While Miller, Millage, and Webster live in Edmond year-round, the full national team comes together once every month to two months for intensive training at UCO. Miller said it is comperable to National Guard duty. “We get together once a month, on the weekends,” she said.
Sitting volleyball is not for the weak of heart (or body). “Sitting volleyball is not a very body-conscious sport,” said Webster. “It works absolutely every muscle in your body, from your legs, arms, and shoulders to your back and stomach.” And while the court is shorter and the net is lower, the sport is exactly the same in every other way as “standing” volleyball.
Each of the competitors also recognizes their sport has more to offer than just a victory. “It’s not even about the volleyball,” said Miller. “And it’s not only us, the disabled person, who benefits from the sport. It’s also the family members. Sitting volleyball offers a way to connect back to community. It’s a way to get your self-esteem back. Guys come back injured from Iraq, and they feel like they aren’t worth anything. But if they just get around someone who has already been through [it], they can see these people moving on and having families. There are millions of disabled people in the U.S., and I wish that, on a community level, we had more outlets for people to discover disabled sports like sitting volleyball.”

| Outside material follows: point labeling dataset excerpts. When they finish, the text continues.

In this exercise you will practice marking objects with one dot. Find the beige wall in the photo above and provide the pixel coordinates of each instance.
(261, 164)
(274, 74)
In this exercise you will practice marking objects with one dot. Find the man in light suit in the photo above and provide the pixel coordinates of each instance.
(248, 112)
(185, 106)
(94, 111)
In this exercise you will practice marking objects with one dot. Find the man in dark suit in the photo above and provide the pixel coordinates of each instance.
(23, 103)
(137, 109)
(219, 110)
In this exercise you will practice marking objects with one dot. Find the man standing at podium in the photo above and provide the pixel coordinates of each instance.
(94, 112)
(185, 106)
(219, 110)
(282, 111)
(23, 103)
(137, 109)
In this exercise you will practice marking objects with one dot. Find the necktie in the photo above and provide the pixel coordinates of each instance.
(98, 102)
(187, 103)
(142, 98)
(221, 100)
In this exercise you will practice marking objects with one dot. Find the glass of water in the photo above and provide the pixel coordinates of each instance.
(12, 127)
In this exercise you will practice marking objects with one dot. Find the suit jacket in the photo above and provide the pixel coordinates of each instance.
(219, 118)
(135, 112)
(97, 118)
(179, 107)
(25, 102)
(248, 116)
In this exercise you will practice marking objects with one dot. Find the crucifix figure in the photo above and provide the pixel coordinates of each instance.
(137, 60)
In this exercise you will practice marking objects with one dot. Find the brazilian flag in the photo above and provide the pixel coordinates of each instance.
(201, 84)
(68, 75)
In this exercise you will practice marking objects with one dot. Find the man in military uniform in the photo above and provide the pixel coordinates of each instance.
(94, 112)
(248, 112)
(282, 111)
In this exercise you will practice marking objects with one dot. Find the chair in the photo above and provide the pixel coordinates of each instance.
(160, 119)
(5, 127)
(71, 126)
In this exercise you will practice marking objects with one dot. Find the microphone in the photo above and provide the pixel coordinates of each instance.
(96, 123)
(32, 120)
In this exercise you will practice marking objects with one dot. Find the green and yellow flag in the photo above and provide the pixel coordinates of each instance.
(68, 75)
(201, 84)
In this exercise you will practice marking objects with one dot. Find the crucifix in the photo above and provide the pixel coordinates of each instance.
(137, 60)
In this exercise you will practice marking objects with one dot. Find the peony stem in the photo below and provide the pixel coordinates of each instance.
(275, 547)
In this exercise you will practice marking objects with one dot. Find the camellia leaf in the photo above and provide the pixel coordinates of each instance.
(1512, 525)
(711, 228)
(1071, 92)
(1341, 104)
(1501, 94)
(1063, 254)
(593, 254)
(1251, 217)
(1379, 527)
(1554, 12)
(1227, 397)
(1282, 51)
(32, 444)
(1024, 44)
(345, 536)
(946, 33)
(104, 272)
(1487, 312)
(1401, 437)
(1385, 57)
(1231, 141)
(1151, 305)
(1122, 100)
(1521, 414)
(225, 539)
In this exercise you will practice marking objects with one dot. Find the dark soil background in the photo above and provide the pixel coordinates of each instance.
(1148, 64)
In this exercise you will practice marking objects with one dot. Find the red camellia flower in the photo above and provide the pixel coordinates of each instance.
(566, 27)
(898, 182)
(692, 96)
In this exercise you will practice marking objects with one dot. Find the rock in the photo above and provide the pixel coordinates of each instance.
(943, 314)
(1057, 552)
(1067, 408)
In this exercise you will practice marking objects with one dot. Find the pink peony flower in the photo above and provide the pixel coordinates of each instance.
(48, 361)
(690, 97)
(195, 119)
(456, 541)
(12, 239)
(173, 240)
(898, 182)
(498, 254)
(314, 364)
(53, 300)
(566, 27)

This summer in Beijing, Miller, Millage, and Webster will be doing more than playing a game. The will be raising awareness about sitting volleyball. They will be representing the U.S. on a global stage. And they will play with a strength and endurance that they’ve developed by overcoming tragedy and perservering into triumph.
Ben Davis is a freelance writer from Oklahoma City who loves writing, fried okra, and people, in that order.
Top photo, left to right: Paralympic sitting volleyball players Nichole Millage, Lora Webster, and Kari Miller. (Photo by Kathryne Taylor)
Bottom photo, action shot of the Paralympic sitting volleyball team. (Photo provided.)
The 2008 Paralympic games in Beijing China
Disabled athletes first participated in Olympic-style games in 1960, and in 1976 the international Paralympic games were formed. Today, this competition includes athletes from six different disability groups but the focus is on the achievement and not the disability of the athletes.
In addition to Sitting Volleyball, 21 other sports are represented in the summer games, including archery, swimming, wheelchair fencing, and powerlifting.
While the Paralympic Games have always been held the same year as the Olympic Games, since the summer games in 1988 the Paralympics have also been held at the same venue. An agreement signed in 2001 between the International Olympic Committee and the International Paralympic Committee ensures that Olympic sites chosen from 2012 forward will also host the Paralympic Games.
Future games will be held in Vancouver, Canada (2010), London England (2012), and Sochi, Russia (2014).